Continue to place the nails around the outline of the apple. I think that these were space under an inch a part. There is no exact number of nails or spacing. If you do them closer together then you will just have more string to wrap around. Just make sure that they are not too close where you cannot get your fingers in there to work around the nails. Also, make sure that the nails are hammered into the wood well so that they do not wiggle around.
Adding the String
In reality, we are adding the Embroidery Floss at this point not string. Embroidery Floss Art does not have same ring to it as String Art, so I guess that is why people will say string when they are really using embroidery floss.
Tie the red embroidery floss on to the nail at the top of the apple. I did a double knot and then I cut the string close to the knot. You can turn the knot to kind of tuck it under where all of the string will criss cross around the apple. Now just bring the string down to a nail on the other side of the apple and wind it around the nail. Keep going, criss crossing the string from one end to the other. There is really no right or wrong way to do this. If you want the apple to look more filled in you can go back and forth more often and in different directions.

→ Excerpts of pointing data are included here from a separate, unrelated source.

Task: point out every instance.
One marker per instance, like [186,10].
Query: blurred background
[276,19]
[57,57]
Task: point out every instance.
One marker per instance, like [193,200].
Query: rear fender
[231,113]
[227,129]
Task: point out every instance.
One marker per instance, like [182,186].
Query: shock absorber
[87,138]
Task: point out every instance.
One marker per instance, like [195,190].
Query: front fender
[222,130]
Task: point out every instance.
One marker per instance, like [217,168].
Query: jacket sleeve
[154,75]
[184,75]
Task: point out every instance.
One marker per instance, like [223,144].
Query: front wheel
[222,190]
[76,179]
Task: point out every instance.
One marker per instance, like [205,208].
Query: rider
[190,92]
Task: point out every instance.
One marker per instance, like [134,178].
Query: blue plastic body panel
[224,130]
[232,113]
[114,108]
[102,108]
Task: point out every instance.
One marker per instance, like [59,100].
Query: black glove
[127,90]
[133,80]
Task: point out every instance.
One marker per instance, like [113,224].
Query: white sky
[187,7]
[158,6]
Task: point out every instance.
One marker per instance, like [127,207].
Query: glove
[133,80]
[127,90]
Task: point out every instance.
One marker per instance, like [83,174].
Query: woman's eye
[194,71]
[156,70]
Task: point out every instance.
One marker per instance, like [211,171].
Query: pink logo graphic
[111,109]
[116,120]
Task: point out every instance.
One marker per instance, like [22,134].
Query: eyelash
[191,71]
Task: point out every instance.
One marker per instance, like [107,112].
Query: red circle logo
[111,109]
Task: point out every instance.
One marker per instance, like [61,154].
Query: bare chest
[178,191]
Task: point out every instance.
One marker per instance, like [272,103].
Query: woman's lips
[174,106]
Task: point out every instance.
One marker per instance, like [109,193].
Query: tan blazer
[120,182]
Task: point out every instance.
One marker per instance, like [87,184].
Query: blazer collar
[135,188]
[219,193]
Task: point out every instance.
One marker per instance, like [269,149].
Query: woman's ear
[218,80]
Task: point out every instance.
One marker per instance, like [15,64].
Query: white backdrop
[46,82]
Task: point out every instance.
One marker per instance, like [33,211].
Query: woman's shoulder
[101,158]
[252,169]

I ended the red back on the same nail that I started on so that all of my knots would be hidden at the top of the apple.
Once the red is done, do the same process with the brown and green string. You can see in the images above how the apple starts to fill in with each color. When you are done, your project should look like the image below.
Remove the Stencil
Now all that is left to do is to remove the stencil after the paint has fully dried. Peel off slowly. As you peel back sections if you are worried about hitting the nails you could take a pair of scissors and cut the stencil so that you can more easily peel if off around the nails.
Finished String Art Project
You could add a picture hanger to the back of this project, go get a small stand for it like we did. I love how crisp and clear the lettering turned out. This would make a great gift for a teacher.